Background Supervising ultrasound (US) examinations in emergency settings means time-sensitive
               decision-making to ensure accuracy for the critically ill, with the rare ressource
               of attending physicians often representing a bottleneck. We evaluate the usability
               of a live tele-supervision workflow for radiology residents performing bedside US
               in critical care.
            
               Methods We implemented a proprietary system enabling real-time simultaneous US screen capture
               and webcam streaming of the examined patient region, into our US workflow used for
               critical care settings (i.e., bedside US at emergency department and intensive care
               units). The system was adapted allowing seamless live-stream integration into a web
               meeting call operated by headset. Attendings remotely observed residents' examinations
               and provided real-time instructions. The system was piloted in 50 cases across the
               spectrum of our services. Metrics of diagnostic performance, resident confidence,
               and workflow efficiency were recorded and compared to 50 control cases without tele
               supervision. Resident and attending satisfaction were assessed via surveys.
            
               Results Preliminary results revealed tele-supervised examinations to significantly improve
               diagnostic accuracy and work efficiency (p<0.05) by simultaneously increasing teaching
               quality as observed by residents (p<0.05). Attendings rated remote supervision as
               comparable to in-person guidance.

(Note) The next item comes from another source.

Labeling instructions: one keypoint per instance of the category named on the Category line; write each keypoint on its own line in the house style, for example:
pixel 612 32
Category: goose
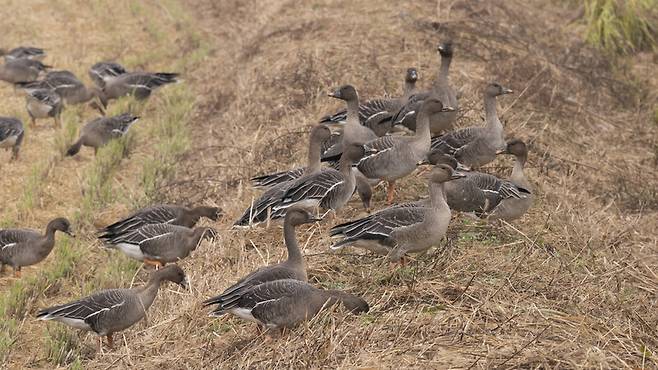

No adverse events or workflow flaws were reported.
            
               Conclusion Live tele-supervision has the potential to significantly improve the efficiency and
               accuracy of bedside and distant ultrasound examinations performed by residents, with
               high levels of satisfaction among both residents and attending radiologists. This
               approach has the potential to transform ultrasound training and patient care in remote
               or resource-limited environments, ensuring timely and accurate diagnoses. Future work
               will focus on scaling this system for broader clinical applications.